Ostatnimi czasy całkiem głośno zrobiło się o poznańskim Bloodthirst, którego debiutancki krązek „Let Him Die” zdobywa coraz większe uznanie w kraju i za granicą. Formacja istniejąca już dobre kilka lat, mająca na koncie kilka demówek oraz split z zespołem Ebola, do tej pory istniała w zasadzie tylko w podziemiu. Po wielu roszadach personalnych udało się jej nagrać materiał i uwiecznić go na krążku.

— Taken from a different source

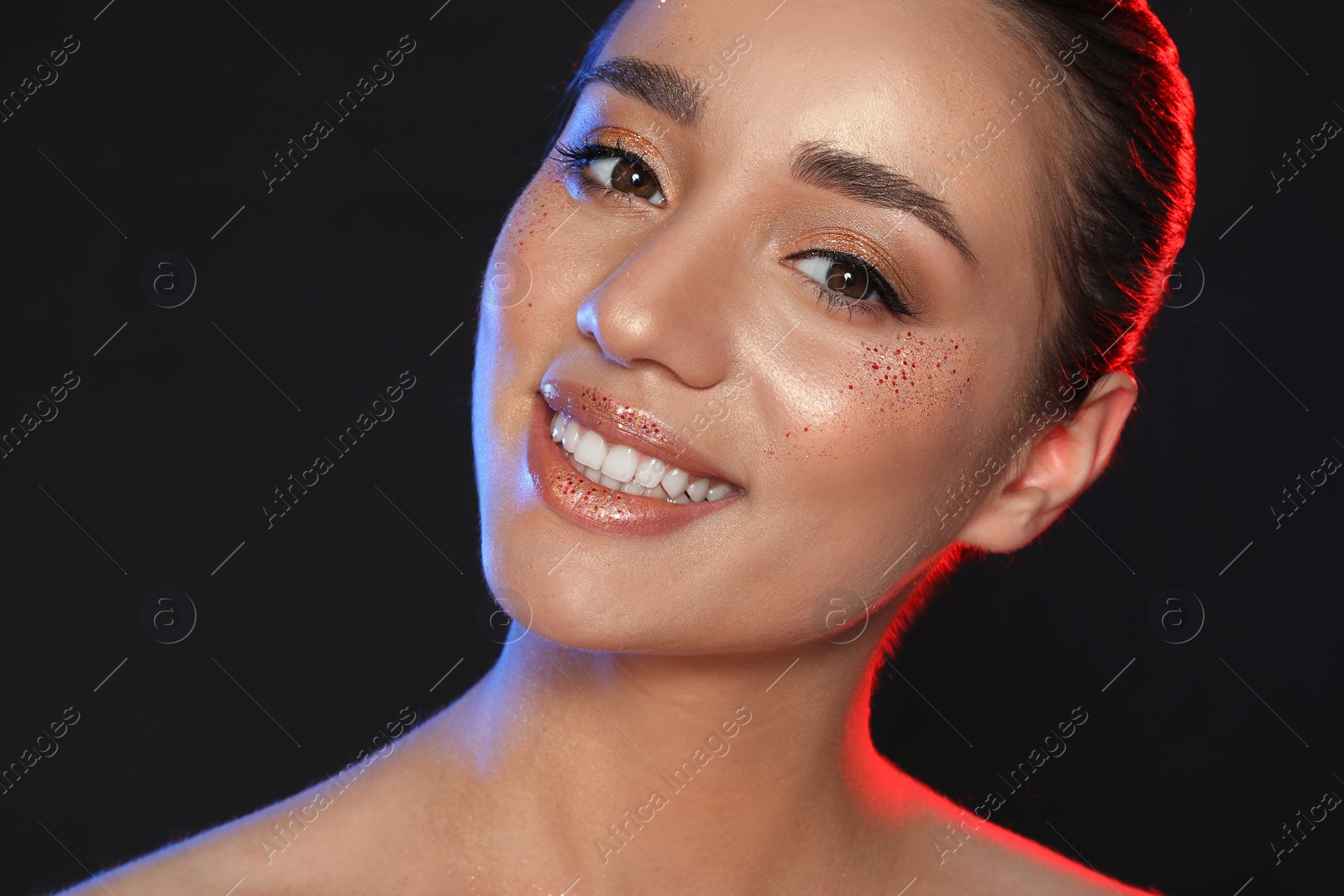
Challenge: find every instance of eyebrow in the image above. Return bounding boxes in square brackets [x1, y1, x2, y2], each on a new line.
[576, 56, 706, 125]
[790, 143, 979, 265]
[575, 56, 979, 265]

„Let Him Die” jest chyba tym, za czym tęskni ogromna rzesza braci metalowej starszej daty. Soczysty thrash/death zagrany zdecydowanie w europejskim wydaniu, pozbawiony wszelkich fajerwerków i zagmatwanych konstrukcji znanych choćby z płyt Metallicy. Bloodthirst już na demówkach nie krył fascynacji niemieckim thrashem i Slayerem, ale wtedy, głównie za sprawą perkusisty, muzyka miała rock’n’rollową nutkę. Teraz, gdy już te dziewięć utworów z „Let Him Die” zagościło w odtwarzaczu kilkukrotnie, można poddać weryfikacji rozwój muzyczny poznaniaków.

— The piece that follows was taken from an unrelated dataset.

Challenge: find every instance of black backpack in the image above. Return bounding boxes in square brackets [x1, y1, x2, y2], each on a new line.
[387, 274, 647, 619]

Choć dalej jest to thrash, to wyraźnie słychać, że zespół poszedł w agresywniejsze granie, często zahaczające o black i death metal. Od pierwszym dźwięków „(Upon The Cross) Tormented And Lost” mamy do czynienia z brudnym, bezpośrednim i plugawym wykonaniem. Słychać w tej muzyce starego Kreatora, Sodom z okresu „Agent Orange”, odrobinę Destruction – szybkie, agresywne granie, przejrzyste struktury kompozycji, a nawet pewien minimalizm typowy dla niemieckiej szkoły. Nie jest to granie nastawione na wygibasy czy techniczne sztuczki, gdyż próżno tego tu szukać. Próżno jest też tu szukać wspomnianych wcześniej rock’n’rollowych wstawek, czy lasu solówek jak to miało miejsce na wcześniejszych wydawnictwach, a mimo to muzyka nic nie straciła.

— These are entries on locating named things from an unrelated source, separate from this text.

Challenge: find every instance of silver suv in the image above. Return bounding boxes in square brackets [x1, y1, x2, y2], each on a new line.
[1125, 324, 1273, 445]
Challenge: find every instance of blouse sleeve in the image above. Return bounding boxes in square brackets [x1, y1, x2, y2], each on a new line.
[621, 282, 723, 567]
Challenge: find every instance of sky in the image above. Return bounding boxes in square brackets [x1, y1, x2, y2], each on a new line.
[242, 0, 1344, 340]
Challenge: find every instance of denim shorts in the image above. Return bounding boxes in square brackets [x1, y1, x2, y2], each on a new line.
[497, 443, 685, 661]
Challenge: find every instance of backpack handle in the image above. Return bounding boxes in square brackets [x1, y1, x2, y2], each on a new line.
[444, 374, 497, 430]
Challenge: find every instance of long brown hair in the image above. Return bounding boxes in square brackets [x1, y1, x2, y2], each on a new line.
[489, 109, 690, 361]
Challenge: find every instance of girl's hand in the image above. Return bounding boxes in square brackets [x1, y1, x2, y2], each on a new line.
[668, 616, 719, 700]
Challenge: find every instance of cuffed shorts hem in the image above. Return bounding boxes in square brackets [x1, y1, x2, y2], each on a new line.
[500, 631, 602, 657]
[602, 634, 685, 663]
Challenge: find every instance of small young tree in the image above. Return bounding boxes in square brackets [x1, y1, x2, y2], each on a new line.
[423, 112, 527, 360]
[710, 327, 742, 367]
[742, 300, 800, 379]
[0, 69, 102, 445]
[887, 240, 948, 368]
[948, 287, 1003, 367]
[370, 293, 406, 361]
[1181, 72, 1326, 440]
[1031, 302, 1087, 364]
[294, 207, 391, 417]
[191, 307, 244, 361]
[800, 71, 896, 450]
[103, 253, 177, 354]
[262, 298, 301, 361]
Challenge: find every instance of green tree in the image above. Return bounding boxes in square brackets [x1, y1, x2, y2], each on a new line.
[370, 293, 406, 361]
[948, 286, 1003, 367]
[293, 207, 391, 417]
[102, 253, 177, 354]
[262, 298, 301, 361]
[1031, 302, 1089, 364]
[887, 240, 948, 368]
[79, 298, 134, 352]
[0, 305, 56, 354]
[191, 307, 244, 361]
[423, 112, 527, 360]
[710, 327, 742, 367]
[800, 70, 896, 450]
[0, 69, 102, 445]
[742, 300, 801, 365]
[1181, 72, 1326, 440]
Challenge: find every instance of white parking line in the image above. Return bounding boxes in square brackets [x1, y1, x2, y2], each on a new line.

W starszych kompozycjach (jak choćby „Thrashing Madness”, które zarejestrowano wcześniej na pierwszym demie) tych solówki są bardziej popisowe i występują częściej. W nowszych utworach duet Kuro/Rambo raczej jest bardziej powściągliwy w tej materii, choć trzeba przyznać, że pomysły – zwłaszcza Kuro, budzą naprawdę podziw. Na uwagę zasługują także bardzo dobre partie basu Miha. Mint.A, który swojego czasu zastąpił za zestawem perkusyjnym Slayera, wniósł więcej pierwiastka thrashowego w pracę sekcji, lecz zabrakło trochę nuty nonszalancji poprzednika. Sporym zaskoczeniem jest jednak dla mnie to, że pomimo pewnej brzydoty takiej muzyki, jest to płyta szalenie chwytliwa, którą się nuci pod nosem. Skrzekliwy wokal Rambo wprowadza do muzyki Bloodthirst odrobiną blackowej nuty, kojarzącej się ze starym Bathory.
Z innymi Bogami norweskiego black metalu może kojarzyć się utwór „Violent Hordes”, którego otwierający riff stanowi niemal kopię „De Mysteriis Dom Sathanas” Mayhem. Widać więc, że spektrum inspiracji zespołu jest całkiem szerokie. Najlepsze utwory to jak dla mnie: wspomniany wcześniej „Thrashing Madness” ze względu na ogrom solówek, „Desecrate the lie” za czad, a także „Violent Hordes”, który chyba najbardziej wyróżnia się na tle pozostałych kawałków.
„Let Him Die” choć nie wnosi do muzyki czegoś nowego, to jest świetnym odświeżeniem przeszłości. Zaryzykuję stwierdzenie, że nie ma obecnie w kraju zespołu, który w podobnie piękny sposób odwołałby się do zbuntowanych lat 80-ych. Poznański kwartet teleportował całe piękno brzydoty ówczesnego thrashu do obecnych czasów i pozwolił mu się rozwijać. Żadnych udziwnień, udoskonalania brzmienia, eksperymentów z efektami – czysta muzyka, miła dla ucha, nieskażona MTV, Andy Sneape'm ani panującymi standardami grania thrashu. Jakieś uwagi dla zespołu na przyszłość? Jak na thrash przystało, więcej solówek by się przydało. Innych zastrzeżeń nie mam.